Energéticos, el mundo cambia; México, no

Redacción

Los países petroleros se modernizan, cambian de estrategias, crecen con alianzas o privatizaciones. Es una realidad que México no quiere ver.
Las estadísticas son frías, hoy, las refinerías del mundo están operando al límite de su capacidad y esta actividad se ha convertido en uno de los negocios más jugosos. Incluso, están obteniendo márgenes de ganancia elevados porque todos los países productores de petróleo buscan afanosamente quién o quiénes les procesen su crudo.

Actualmente, el mercado petrolero demanda aumentar la capacidad de refinación para abastecer el consumo de gasolinas así como la producción de crudos dulces (ligeros). En este terreno los países están compitiendo con inversiones y alianzas.

Con apenas seis refinerías y una sociedad en la planta de Deer Park, Texas con Shell, Pemex vive al día y cualquier desajuste en el mercado le afecta seriamente, porque su capacidad de respuesta con el Sistema Nacional de Refinación es prácticamente nulo.

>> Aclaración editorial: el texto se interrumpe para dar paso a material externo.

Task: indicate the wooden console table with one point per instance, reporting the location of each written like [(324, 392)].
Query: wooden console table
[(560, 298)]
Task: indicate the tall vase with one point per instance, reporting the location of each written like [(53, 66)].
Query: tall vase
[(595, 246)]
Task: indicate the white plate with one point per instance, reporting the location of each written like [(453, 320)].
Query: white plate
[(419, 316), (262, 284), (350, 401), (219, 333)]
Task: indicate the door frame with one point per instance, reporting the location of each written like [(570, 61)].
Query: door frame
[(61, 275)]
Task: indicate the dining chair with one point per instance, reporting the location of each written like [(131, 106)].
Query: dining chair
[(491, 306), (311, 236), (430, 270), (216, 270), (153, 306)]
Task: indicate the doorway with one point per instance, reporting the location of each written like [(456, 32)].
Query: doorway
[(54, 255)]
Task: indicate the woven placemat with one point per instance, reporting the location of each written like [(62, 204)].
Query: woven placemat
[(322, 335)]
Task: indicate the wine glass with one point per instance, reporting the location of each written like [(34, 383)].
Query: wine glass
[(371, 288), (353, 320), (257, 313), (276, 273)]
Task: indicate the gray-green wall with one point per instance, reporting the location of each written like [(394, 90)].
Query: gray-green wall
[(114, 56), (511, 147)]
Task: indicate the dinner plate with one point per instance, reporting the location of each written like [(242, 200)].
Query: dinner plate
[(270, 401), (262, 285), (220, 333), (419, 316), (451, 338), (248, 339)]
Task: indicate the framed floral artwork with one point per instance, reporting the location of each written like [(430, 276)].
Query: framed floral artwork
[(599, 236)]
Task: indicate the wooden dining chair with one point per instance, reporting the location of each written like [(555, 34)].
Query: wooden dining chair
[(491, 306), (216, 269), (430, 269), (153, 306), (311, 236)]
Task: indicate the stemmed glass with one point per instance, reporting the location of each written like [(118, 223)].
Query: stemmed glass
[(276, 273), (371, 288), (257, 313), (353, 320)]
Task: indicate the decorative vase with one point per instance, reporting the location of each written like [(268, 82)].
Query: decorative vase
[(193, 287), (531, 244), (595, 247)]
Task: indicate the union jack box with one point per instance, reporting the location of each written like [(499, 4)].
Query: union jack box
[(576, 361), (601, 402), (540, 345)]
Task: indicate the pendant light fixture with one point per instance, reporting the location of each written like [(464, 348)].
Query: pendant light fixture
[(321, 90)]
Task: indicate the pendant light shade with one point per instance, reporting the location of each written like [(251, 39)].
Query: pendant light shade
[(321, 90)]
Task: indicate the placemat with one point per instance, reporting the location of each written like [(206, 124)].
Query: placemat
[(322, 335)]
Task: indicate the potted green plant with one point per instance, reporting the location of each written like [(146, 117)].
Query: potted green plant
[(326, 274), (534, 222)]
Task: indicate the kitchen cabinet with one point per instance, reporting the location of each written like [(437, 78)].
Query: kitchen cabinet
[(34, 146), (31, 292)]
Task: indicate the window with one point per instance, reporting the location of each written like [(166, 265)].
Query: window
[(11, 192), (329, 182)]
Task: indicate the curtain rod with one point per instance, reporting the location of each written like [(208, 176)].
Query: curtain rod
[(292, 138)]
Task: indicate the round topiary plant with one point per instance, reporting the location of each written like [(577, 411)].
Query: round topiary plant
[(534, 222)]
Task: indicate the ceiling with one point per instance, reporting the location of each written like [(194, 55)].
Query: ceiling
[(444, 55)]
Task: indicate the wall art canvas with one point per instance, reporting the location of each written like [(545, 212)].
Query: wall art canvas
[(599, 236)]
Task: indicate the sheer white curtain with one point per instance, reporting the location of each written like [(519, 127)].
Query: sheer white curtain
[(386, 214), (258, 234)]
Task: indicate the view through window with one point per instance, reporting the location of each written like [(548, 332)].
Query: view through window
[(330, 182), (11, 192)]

Mientras que en otras partes del mundo, como Arabia, Brasil, Nigeria, entre otros, las inversiones para expandir sistemas de refinación son un hecho, en nuestro país apenas estamos pensando en reconfigurar las refinerías existentes, modernizarlas y adaptarlas al tipo de crudo que producimos o, en su defecto, rehabilitarlas, pero no en construir.

Tan sólo en América del Norte existe un mercado equivalente a 200,000 barriles de gasolinas que diariamente importa Estados Unidos, el cual representa una oportunidad de negocios para México sobre todo ahora que el margen de refinación aumentó de 2 a 12 dólares por barril.

El secretario de Energía, Fernando Elizondo Barragán, comenta a El Economista que el futuro ya nos está alcanzando, y México ya no tiene margen de maniobra si no hay cambios que permitan aumentar las inversiones y la competitividad en el sector energético. Deja en claro que entramos en una curva descendente.